Monday, 26 May 2014

Cleaners

We have a new cleaner on my floor at work. I'm worried that his predecessor might have died. There is no welfare state in Singapore so old people do the jobs that no one else wants to: clearing the tables at hawker centre and cleaning our offices.

Well, I say cleaning. The cleaners don't do very much actual cleaning. They empty the bins, occasionally hoover and mop parts of the floor, never the whole thing but patches. This is considerably less cleaning than was done my last company and says a lot about this place, an organization where to send a letter you need to fill out a form and get the HOD (Head of Department) to sign it. Not for something to be couriered mark you, I'm talking about the price of a stamp. Crazy.  

Anyhow, I have bought a squirter of Cif, sponge scourers and ant traps for my desk. The last cleaner was so withered and wasted that he looked as though he might snap when he bent over to empty the wastepaper baskets into his binliner. It was clearly painful for him. His gratitude when I emptied mine into his binliner for him was embarrassing. His replacement is mildly disabled but far more sprightly though still well over the age of 70. When I try and empty my bin into the liner for him he won't let me, so I'm reduced to nodding and smiling, my most reliably fallback until the Mandarin lessons kick in.

This will take some time. My teacher (laoshi) is also an extremely old, shrivelled man. Last lesson someone asked him what would happen at the end of the course. Could we move onto Conversational Mandarin Beginners Level 2? He looked extremely surprised and said no one had ever asked him that before. Usually, he said, he just goes back and repeats Conversational Mandarin Beginners Level 1 over and over. No one ever wants to continue. This isn't very shocking. He's a rubbish teacher and the class is extremely dull.

You know that stage babies get to when they chatter conversationally without any actual words but it almost sounds as though the chatter means something because they've got the cadences and rhythms right? Well I'm a really long way from getting that advanced with my Mandarin. I need to find a better teacher. I need to learn fast. Half my students are Chinese I need to understand as a matter of urgency. The comments that float. You can understand why.

Tuesday, 18 March 2014

Rain

The rain has finally come. Singapore, parched since January, is drenched.

In England, home, people live and die by the weather. It levels us all. It's more democratic than our democracy. The British are governed more by the rain, the cold and their resulting effects on the garden, than anything the Government do. In the end. This is why, unlike the rest of Europe, we've never risen up in revolution against our ridiculous monarchy.

In Singapore the niceties are framed around food, have you eaten yet, have you tried this place or that? Unsurprising when the weather flattens into hot or wet over months. We've had the haze again too. The smoke from Indonesian fires burning in the back of Singaporean throats. The horizon blurred. Reality is softened. A taste of burning in the air. People complain. I rather like it. Shhhh.

Work is busy. Often stressful. Often wonderful. It's an old truism, but teaching is a privilege and I am falling in love with my students.

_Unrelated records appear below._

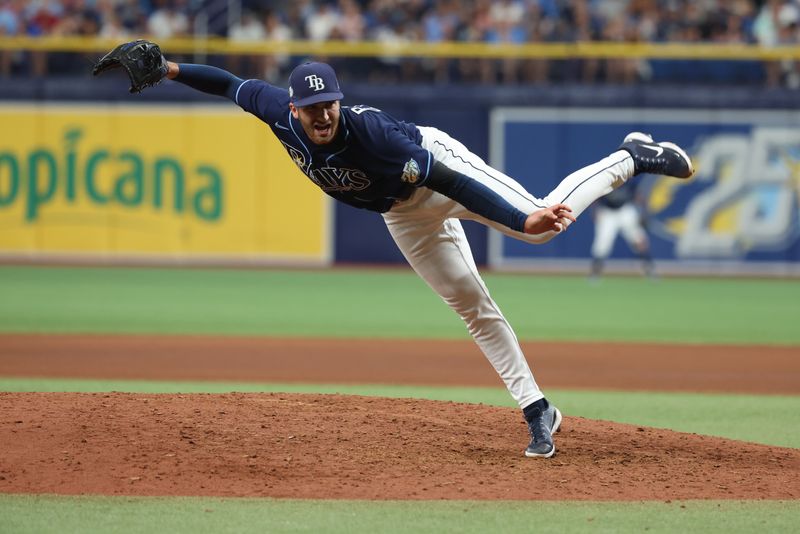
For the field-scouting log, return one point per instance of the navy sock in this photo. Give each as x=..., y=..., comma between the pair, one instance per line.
x=535, y=410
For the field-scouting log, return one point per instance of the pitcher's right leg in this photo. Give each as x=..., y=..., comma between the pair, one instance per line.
x=440, y=254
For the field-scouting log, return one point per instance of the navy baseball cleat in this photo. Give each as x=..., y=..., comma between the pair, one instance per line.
x=545, y=419
x=657, y=158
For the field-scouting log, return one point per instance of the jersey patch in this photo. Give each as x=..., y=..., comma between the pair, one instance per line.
x=410, y=171
x=297, y=156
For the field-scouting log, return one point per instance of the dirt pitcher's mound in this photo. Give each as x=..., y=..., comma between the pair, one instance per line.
x=333, y=446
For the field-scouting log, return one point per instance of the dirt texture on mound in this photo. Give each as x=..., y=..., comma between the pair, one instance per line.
x=332, y=446
x=320, y=446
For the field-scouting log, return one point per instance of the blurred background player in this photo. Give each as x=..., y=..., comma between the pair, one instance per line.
x=620, y=212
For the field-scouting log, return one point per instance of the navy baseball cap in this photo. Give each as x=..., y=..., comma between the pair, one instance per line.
x=312, y=82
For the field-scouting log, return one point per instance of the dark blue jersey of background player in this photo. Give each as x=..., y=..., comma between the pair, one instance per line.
x=363, y=166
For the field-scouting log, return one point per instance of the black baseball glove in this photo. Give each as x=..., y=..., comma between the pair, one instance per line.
x=141, y=59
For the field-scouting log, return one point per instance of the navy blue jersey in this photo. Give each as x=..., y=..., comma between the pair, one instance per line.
x=373, y=161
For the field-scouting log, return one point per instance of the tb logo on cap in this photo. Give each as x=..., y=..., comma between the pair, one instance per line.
x=315, y=82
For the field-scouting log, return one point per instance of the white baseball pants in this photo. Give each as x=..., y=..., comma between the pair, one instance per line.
x=609, y=223
x=427, y=231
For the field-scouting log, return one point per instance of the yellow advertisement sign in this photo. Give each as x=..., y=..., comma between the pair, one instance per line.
x=169, y=182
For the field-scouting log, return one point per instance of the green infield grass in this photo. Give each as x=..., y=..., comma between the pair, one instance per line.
x=354, y=303
x=59, y=514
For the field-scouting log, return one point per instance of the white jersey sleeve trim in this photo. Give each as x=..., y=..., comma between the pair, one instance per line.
x=236, y=97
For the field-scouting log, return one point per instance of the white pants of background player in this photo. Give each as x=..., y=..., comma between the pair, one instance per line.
x=430, y=236
x=610, y=222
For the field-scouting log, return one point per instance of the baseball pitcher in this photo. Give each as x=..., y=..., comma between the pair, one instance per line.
x=422, y=181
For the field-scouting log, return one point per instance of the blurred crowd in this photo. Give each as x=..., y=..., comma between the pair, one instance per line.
x=764, y=22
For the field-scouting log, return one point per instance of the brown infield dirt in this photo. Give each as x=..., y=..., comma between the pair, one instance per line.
x=340, y=447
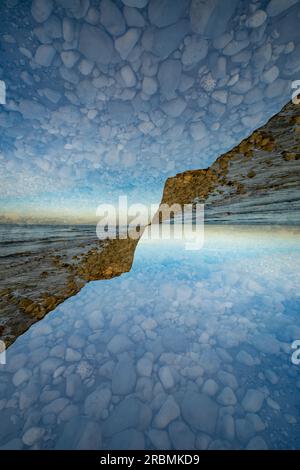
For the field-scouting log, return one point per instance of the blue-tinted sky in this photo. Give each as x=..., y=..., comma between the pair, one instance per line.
x=106, y=98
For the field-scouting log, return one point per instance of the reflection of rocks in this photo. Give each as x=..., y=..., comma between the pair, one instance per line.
x=254, y=182
x=57, y=274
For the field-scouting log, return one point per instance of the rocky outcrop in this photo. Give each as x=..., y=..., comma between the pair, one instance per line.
x=256, y=182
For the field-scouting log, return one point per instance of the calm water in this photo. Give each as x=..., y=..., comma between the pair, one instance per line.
x=29, y=238
x=190, y=350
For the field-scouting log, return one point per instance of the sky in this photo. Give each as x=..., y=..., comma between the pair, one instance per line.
x=110, y=98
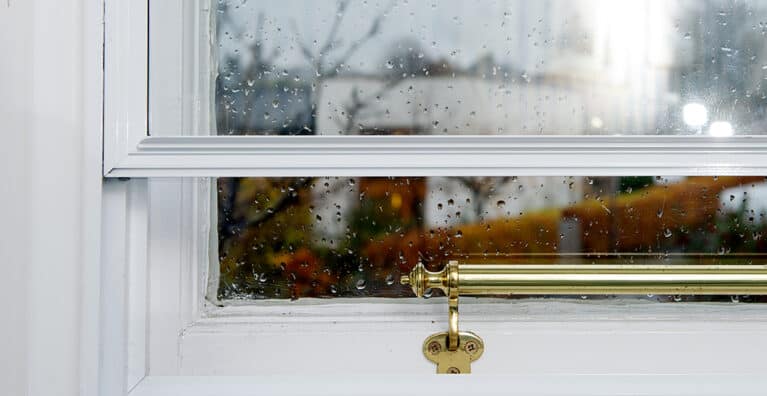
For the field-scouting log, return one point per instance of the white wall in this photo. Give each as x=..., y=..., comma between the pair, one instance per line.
x=49, y=149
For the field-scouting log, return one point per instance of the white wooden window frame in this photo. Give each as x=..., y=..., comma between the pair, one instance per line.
x=159, y=335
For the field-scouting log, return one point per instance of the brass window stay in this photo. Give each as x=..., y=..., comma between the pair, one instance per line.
x=454, y=350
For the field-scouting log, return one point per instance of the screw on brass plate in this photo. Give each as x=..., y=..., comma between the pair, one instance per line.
x=434, y=347
x=470, y=347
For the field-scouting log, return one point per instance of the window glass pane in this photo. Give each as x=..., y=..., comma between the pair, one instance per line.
x=681, y=67
x=354, y=237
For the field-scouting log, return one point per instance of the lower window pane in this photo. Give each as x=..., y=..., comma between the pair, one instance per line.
x=290, y=238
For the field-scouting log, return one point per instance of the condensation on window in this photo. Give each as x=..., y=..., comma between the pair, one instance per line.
x=677, y=67
x=292, y=238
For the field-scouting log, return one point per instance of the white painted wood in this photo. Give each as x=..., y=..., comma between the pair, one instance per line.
x=51, y=124
x=523, y=337
x=444, y=156
x=125, y=77
x=508, y=384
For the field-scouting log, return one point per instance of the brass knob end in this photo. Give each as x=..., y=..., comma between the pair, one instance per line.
x=421, y=280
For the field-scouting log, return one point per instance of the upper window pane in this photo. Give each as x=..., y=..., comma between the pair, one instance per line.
x=583, y=67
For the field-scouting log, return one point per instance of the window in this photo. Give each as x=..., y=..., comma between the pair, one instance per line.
x=553, y=134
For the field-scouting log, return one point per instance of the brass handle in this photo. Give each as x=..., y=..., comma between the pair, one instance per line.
x=502, y=279
x=557, y=279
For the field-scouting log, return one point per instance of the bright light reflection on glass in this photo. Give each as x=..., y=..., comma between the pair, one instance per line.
x=695, y=115
x=721, y=129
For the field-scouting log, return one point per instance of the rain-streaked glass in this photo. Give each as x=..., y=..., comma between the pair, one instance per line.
x=291, y=238
x=583, y=67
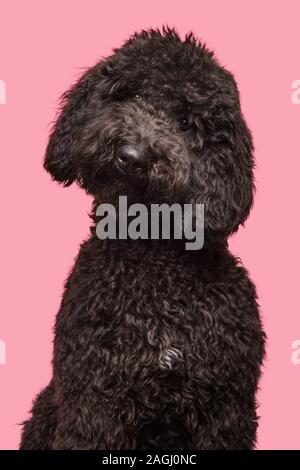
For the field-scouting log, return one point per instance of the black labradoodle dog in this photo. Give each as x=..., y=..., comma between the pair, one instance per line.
x=156, y=347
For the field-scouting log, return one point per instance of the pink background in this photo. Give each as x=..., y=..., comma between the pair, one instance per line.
x=43, y=47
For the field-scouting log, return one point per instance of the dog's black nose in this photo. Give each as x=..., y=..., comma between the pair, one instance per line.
x=132, y=159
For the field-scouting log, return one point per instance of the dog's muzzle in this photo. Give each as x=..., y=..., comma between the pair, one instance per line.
x=132, y=160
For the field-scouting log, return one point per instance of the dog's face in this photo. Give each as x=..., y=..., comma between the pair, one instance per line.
x=158, y=121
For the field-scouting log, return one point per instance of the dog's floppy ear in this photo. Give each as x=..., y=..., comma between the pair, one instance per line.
x=228, y=165
x=59, y=161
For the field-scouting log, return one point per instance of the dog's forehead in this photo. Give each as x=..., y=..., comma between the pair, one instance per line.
x=161, y=66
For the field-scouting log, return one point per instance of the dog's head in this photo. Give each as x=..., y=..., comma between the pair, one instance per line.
x=158, y=121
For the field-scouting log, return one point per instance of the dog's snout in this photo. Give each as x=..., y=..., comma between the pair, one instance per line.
x=132, y=159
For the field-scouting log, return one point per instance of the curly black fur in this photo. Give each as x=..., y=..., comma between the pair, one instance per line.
x=155, y=347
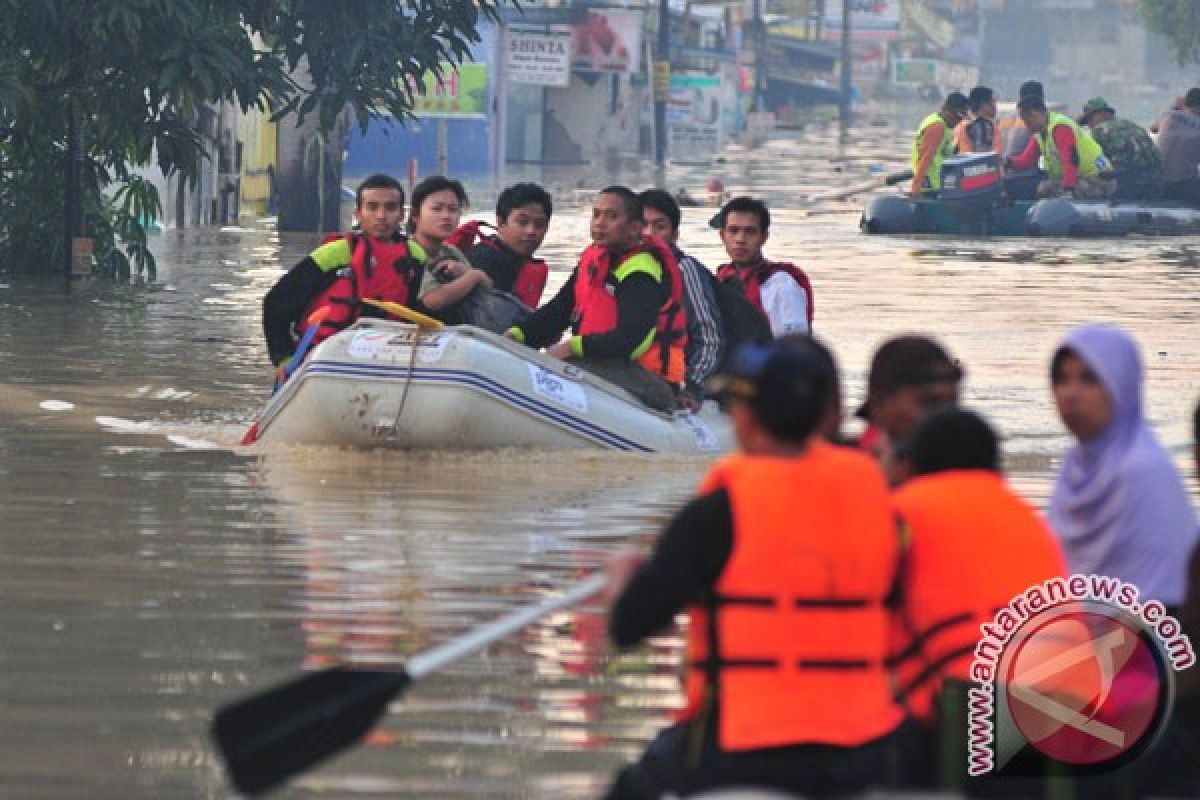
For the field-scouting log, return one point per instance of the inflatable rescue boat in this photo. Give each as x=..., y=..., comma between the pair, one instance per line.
x=976, y=200
x=385, y=384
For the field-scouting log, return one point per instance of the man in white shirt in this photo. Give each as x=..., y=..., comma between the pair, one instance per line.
x=781, y=292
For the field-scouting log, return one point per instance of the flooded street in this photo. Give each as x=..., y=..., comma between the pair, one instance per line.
x=150, y=570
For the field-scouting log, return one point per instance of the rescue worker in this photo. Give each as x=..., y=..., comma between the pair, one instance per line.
x=1012, y=133
x=934, y=143
x=1179, y=139
x=1074, y=163
x=978, y=134
x=703, y=350
x=1137, y=162
x=972, y=545
x=377, y=262
x=909, y=377
x=785, y=679
x=522, y=217
x=781, y=292
x=623, y=305
x=438, y=204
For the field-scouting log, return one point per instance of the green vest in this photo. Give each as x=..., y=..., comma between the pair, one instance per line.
x=945, y=151
x=1092, y=160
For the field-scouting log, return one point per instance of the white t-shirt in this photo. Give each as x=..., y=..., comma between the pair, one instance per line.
x=786, y=304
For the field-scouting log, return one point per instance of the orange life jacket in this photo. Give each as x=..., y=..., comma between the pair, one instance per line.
x=973, y=546
x=751, y=280
x=531, y=278
x=798, y=615
x=595, y=305
x=378, y=270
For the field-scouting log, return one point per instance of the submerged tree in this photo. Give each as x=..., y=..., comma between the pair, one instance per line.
x=135, y=76
x=1179, y=20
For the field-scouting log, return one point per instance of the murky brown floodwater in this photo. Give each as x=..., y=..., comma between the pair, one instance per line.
x=150, y=570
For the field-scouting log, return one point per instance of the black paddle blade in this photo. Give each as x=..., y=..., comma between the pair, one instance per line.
x=270, y=737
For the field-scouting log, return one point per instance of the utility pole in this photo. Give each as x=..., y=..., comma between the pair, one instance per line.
x=77, y=248
x=760, y=55
x=846, y=70
x=660, y=91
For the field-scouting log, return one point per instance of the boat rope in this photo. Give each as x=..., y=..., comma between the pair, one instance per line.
x=408, y=380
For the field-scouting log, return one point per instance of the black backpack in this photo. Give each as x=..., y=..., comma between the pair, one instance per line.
x=741, y=322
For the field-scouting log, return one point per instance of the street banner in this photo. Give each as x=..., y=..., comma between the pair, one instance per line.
x=694, y=118
x=461, y=92
x=610, y=41
x=541, y=59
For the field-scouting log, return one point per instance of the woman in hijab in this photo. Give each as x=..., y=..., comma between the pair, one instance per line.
x=1119, y=506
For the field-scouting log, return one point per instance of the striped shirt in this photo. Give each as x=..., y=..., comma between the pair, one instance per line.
x=703, y=349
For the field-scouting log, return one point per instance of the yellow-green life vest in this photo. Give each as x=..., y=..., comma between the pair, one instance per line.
x=1092, y=160
x=945, y=151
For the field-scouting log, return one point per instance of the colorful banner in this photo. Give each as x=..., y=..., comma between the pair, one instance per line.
x=694, y=118
x=540, y=59
x=610, y=41
x=460, y=92
x=869, y=19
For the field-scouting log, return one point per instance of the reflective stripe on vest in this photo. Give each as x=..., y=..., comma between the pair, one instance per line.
x=973, y=547
x=382, y=270
x=1092, y=160
x=943, y=151
x=798, y=618
x=595, y=306
x=751, y=280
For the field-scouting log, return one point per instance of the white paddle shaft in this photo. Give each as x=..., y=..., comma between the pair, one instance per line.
x=450, y=651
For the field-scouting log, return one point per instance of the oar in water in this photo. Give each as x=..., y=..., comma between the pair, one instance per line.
x=276, y=734
x=403, y=312
x=313, y=323
x=858, y=188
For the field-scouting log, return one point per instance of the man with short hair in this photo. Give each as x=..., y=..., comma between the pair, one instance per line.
x=779, y=290
x=934, y=143
x=703, y=352
x=376, y=262
x=1137, y=162
x=1179, y=138
x=786, y=563
x=978, y=134
x=1012, y=133
x=522, y=217
x=1075, y=164
x=623, y=306
x=909, y=377
x=955, y=506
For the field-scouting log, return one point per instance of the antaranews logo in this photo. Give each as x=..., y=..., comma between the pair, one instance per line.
x=1078, y=669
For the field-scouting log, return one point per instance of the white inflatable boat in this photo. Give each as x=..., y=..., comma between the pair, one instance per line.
x=467, y=389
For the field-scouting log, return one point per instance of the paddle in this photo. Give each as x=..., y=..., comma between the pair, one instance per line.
x=276, y=734
x=865, y=186
x=311, y=325
x=405, y=312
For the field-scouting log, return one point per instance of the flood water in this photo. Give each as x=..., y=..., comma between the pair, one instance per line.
x=150, y=570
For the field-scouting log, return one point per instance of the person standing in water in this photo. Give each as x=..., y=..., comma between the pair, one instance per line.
x=1119, y=504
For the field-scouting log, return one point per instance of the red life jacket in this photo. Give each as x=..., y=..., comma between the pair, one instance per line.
x=751, y=280
x=531, y=280
x=381, y=270
x=595, y=305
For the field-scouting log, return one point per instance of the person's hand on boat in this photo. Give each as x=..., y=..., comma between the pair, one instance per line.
x=561, y=350
x=450, y=269
x=689, y=400
x=621, y=567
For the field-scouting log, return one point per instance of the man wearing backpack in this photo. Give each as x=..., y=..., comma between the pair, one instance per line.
x=780, y=292
x=702, y=354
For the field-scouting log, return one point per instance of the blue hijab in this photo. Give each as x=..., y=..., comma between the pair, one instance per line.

Less so the accompanying paperwork. There's a lot to fix. It leaves less time for everything else. Less headspace. I haven't been here since December. My writing in general is suffering. My hard won habit of writing every day has disintegrated. The battle with my head is hard for me.

But so many aspects of life now are good, very good. So much better than they have been for years. I love this job, warts and all. I want to stay in it and change things. Make a difference. Don't we all?

It's amazing how a job can change your whole perspective on a place. My view of Singapore has altered. I feel at home here. I like everything about it more. The people, the weather, the possibilities.
I have booked to come home again in the summer and am looking forwards to it, but not with the desperation I've had in the past. I need to find better ways to manage my stress levels and make sure I write. To keep balancing priorities. But on the whole, life is good.